Commentary

Searching for the Pre-Super Bowl Ad Hysteria? It's Not There

Unruly Media, pointing toward the Super Bowl on Feb. 2, reiterated in a more official way today what has become apparent the last few years: 60% of the most shared Super Bowl commercials actually debuted before the big game itself. In a related stat, seven out of the top 20 most shared Super Bowl commercials last year were teased ahead of time.

In short, it appears that except for Janet Jackson’s breast, Super Bowl surprise reveals just aren’t what they’re cracked up to be.

New details emerge daily. I can hardly sleep anticipating the Chobani ad, the first time that the Greek yogurt brand has stepped on that most uncultured media stage. I guess everybody’s talking about it.

Unruly likes to make the point that last year’s Super Bowl ads earned twice as many shares online as ads did the year before. I would suppose the same kind of incremental increase this year (and for online video, doubling sometimes seems be just..incremental), mainly because the idea of going online to see and share commercials has become baked into the system. Online viewing and sharing, once a little unusual, is now ubiquitous.

That, in fact, makes me wonder if the absurd crap shoot of appearing in the Super Bowl is really worth the extreme expense. (It does not make Unruly feel that way, I should stress.)

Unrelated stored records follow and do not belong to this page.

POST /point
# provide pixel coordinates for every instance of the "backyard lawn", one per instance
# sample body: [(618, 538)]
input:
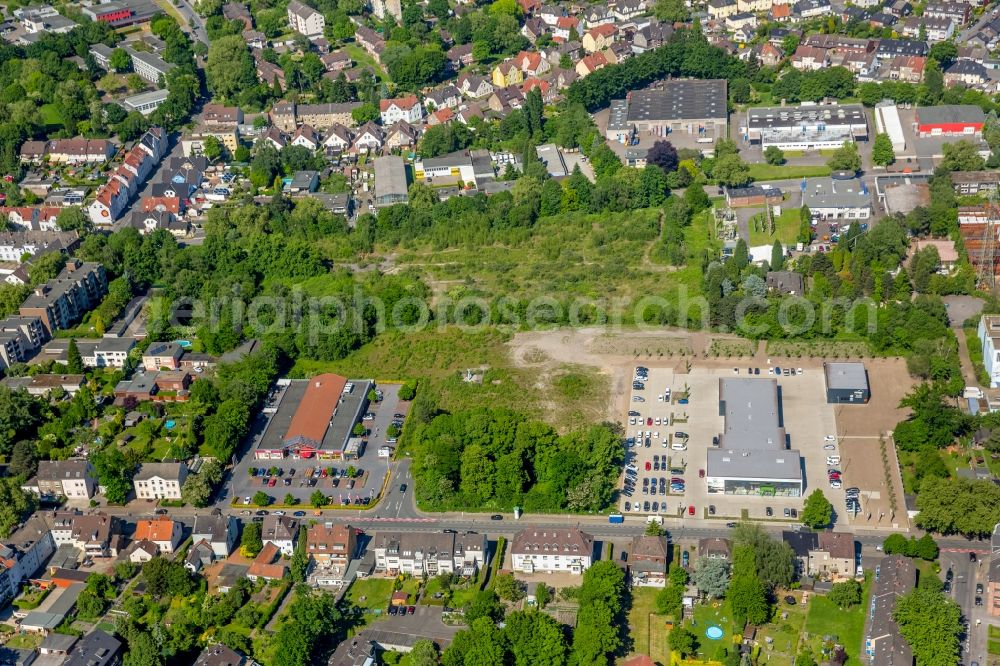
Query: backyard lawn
[(842, 626), (648, 630), (786, 229)]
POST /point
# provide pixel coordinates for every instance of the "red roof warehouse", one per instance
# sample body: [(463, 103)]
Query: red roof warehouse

It once was that almost all over-produced and far-too-clever commercials were produced for that game, but as YouTube and online video has gained enormous popularity, that's no longer true. They pop up there all the time, all year long. It seems an advertiser could save $4 million by just debuting a new and novel commercial on some other platform—one of the big games leading up to the big game, for example, or some media-centric program like “The Daily Show”—and do just as well, relying on the viral highway to take it from there. Still, Fox sold out its game inventory about two months ago.

One of the problems with Super Bowl ads is that great ones stand out but really, really good ones are pushed to the back shelves of viewer and media commenters’ minds. And horrible ones get picked apart mercilessly.

That reminds me. Woody Hayes, the late madman/head coach of the Ohio State Buckeyes, once correctly observed: “Three things can happen when you pass the ball, and two of them are bad." I’d say that by now, that’s also true with trying to create a shareworthy or just newsworthy Super Bowl ad. Most of the time, no one will “receive” it. Or, in the second instance, something much worse will happen, like a really bad, offensive ad that makes everyone who sees it hate you. It’s an offensive penalty, an interception of your expensive marketing plan.

Unruly seems to recognize this, but isn’t emphatic about it. In a “playbook” it’s put together, it notes that the 20 top ads from Super Bowl 2013 accounted for 93% of all the shares, leaving about 70 ads to feast over the remaining 7% of the shares. This, again, suggests to me that based on shares—and that’s a pretty good way to judge Super Bowl ads because it’s the current tribal way to spread a message—the odds are stacked against you. Indeed, Unruly has long argued that even a funny ad isn’t good enough. It’s got to be pee-in-your-pants funny, or don’t bother.

Well, probably your creative isn’t doing that.     

Believe me, or believe Unruly: Most advertisers will know the full value (or waste) of their money by Wednesday, three days after the game. Unruly says the most ad shares for Super Bowl 2013—3.3 million—were recorded the day after the game. By Tuesday, the shares went down by a little more half from that number to 1.6. It’s all dribs and drabs from there. As Unruly has shown, that’s true with most ads, not just Super Bowl advertising. Messages get shared when they’re new. And “new” is an ever-narrowing window for a perpetually-on population. Trending doesn’t mean enduring.

“The Super Bowl is no longer just about creating a compelling :30 TV spot that will be the talked about at the office on Monday morning,” Unruly US President Richard Kosinski says in a canned statement. “With more than 500,000 shares of branded video every 24 hours, the Super Bowl offers advertisers a unique opportunity to efficiently extend the reach of their Super Bowl investment and generate excitement leading up to Super Bowl Sunday and beyond.”

He doesn’t add, “Or not.” But Unruly is in the business of making advertising oh-so-shareable. It is still aware the Super Bowl is quite the big deal. 

Unruly’s playbook for advertisers is loaded with hints and daunting data about how to make an effective Super Bowl ad. One thing that’s not in there is “Don’t go looking for answers with less than three weeks before the game.” So I would suppose this playbook is more onlookers, and it’s worth it because these Unruly people seem to have gotten this sharing thing down.

What I’m no longer very convinced about is whether the Super Bowl will long be the Super Bowl for ad sharing. The weekly Unruly Video Viral Chart seems to suggest the Super Bowl is an expensive ticket to accomplish something an advertiser could do in some other context, for far less. I think it's become a year-round sport.